Un año más tarde, se celebra en Amsterdam el VI Congreso de la Internacional, en el que se debaten los nuevos métodos a utilizar por el proletariado y, entre ellos, la huelga política de masas como método esencial en esos momentos. Una vez más, los oportunistas se oponen, basando sus argumentos en que esta forma de lucha no podía sustituir a las formas parlamentarias y que en la práctica iba a resultar peligrosa ya que podía desorganizar la marcha habitual de la vida económica del país y dejar vacías las arcas de los sindicatos.

El desarrollo de los acontecimientos no tardó en demostrar la justeza de las resoluciones presentadas por el ala marxista revolucionaria que fueron aprobadas en este Congreso. En 1905, estalla en Rusia la revolución, que se inicia con una oleada de grandes huelgas que desembocaron, a pesar de la represión desatada, en una huelga política a nivel de todo el país y, finalmente, en la insurrección armada de los obreros dirigidos por los bolcheviques. Aunque esta insurrección fracasó, en parte por la falta de experiencia en la dirección de la lucha y, en parte, por la traición de los mencheviques que llamaban a los insurrectos a la conciliación, dotó al proletariado y a su partido de una gran experiencia. En unos cuantos meses se conquistó para todo el pueblo ruso mejoras que en vano esperó decenas de años. Tanto las victorias como las derrotas de la revolución -escribía Lenin- han ofrecido grandes enseñanzas históricas, de entre las cuales la primera y fundamental estriba en que sólo la lucha revolucionaria de las masas es capaz de conseguir mejoras serias en la vida de los obreros (1).

Sin embargo, los líderes oportunistas se negaron en redondo a extraer experiencias de esta revolución y a rectificar sus posiciones antimarxistas; mientras, el ejemplo de la revolución rusa corrió entre las masas como la pólvora, iniciándose en los países europeos una oleada de huelgas como no se habían dado en varios años.
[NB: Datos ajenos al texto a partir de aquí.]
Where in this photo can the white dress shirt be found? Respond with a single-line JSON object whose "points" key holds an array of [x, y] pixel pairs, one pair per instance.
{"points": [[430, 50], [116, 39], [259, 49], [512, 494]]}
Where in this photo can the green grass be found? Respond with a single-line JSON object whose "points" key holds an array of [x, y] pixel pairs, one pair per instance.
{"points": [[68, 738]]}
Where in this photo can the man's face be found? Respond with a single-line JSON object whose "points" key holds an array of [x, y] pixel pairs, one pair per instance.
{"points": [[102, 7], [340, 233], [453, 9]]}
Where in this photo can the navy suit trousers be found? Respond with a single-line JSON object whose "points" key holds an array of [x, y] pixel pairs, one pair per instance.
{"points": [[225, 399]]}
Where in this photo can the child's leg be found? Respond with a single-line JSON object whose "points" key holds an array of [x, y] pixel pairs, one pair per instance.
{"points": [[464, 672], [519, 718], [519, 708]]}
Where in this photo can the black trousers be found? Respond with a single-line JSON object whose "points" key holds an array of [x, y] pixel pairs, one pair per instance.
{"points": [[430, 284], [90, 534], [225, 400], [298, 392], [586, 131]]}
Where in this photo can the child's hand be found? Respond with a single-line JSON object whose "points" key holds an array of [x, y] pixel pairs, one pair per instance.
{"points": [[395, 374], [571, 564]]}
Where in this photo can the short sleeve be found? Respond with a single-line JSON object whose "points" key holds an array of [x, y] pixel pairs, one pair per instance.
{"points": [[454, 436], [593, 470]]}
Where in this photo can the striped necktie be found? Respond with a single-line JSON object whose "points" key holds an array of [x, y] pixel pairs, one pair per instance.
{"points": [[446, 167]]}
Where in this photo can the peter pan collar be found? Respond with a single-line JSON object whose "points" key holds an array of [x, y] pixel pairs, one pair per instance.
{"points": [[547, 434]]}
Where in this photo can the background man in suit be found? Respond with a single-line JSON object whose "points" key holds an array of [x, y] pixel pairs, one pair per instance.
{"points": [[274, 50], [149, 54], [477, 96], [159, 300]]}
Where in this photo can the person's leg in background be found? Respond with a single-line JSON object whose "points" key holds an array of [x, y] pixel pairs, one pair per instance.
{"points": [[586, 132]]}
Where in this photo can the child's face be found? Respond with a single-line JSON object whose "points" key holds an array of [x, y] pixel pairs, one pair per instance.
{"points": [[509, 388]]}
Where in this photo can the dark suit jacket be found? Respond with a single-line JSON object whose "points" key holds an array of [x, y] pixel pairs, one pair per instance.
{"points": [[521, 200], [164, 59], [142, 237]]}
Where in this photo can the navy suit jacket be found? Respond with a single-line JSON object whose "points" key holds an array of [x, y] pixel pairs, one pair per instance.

Todo esto venía a demostrar la necesidad de ir abandonando la ya estéril lucha parlamentaria en los países imperialistas y pasar a las acciones revolucionarias abiertas.

Esta tarea iba a plantear varios problemas en la II Internacional, que fueron tratados en el VIII Congreso, celebrado en Stuttgart en 1907. Para llevar a cabo la lucha revolucionaria en las nuevas condiciones del imperialismo, se necesitaba crear partidos de nuevo tipo, pertrechados con una teoría marxista, que fueran capaces de conducir a las masas a la conquista del poder. Además, era imprescindible plantearse el trabajo y la relación que debían mantener los partidos con los sindicatos, ya que los oportunistas estaban limitando la actuación sindical a la simple lucha económica, dejando en segundo plano la lucha política. Esto significaba la desligazón del movimiento obrero del socialismo, por lo que el reforzar estos vínculos venía a ser una urgente tarea. No obstante, la labor fundamental del Congreso se centró en el peligro de la guerra mundial que se vislumbraba, pues en este año ya se habían formado los dos grandes bloques imperialistas, la Entente (Francia, Inglaterra y Rusia) y la Triple Alianza (Alemania, Austro-Hungría e Italia), que se disputarían poco después el reparto del mundo.

Ante este peligro, se redactaron proyectos de resolución sobre el militarismo y los conflictos internacionales. En la comisión encargada de esta cuestión participó Lenin, quien introdujo en la resolución esta importantísima tesis: En caso de que la guerra sea desencadenada, los obreros de los distintos países deben procurar por todos los medios aprovechar la crisis económica y política provocada por la guerra para acelerar el hundimiento de la dominación capitalista de clase. En todos los países europeos, las masas respondieron a este aumento del militarismo con importantes acciones dirigidas contra sus propios gobiernos, al mismo tiempo que se sucedían grandes luchas y huelgas provocadas por la situación de miseria que imponía el régimen de los monopolios.

En el Congreso siguiente (Copenhague, 1910) se dio un paso adelante en la lucha contra el peligro de guerra. Las resoluciones de este Congreso obligaban a los partidos socialistas y a sus representantes en los parlamentos a exigir a sus gobiernos que redujesen los armamentos y disminuyesen los conflictos internacionales mediante arbitrajes, a la vez que llamaban a los obreros a organizar en todos los países actos de protesta contra el peligro de guerra.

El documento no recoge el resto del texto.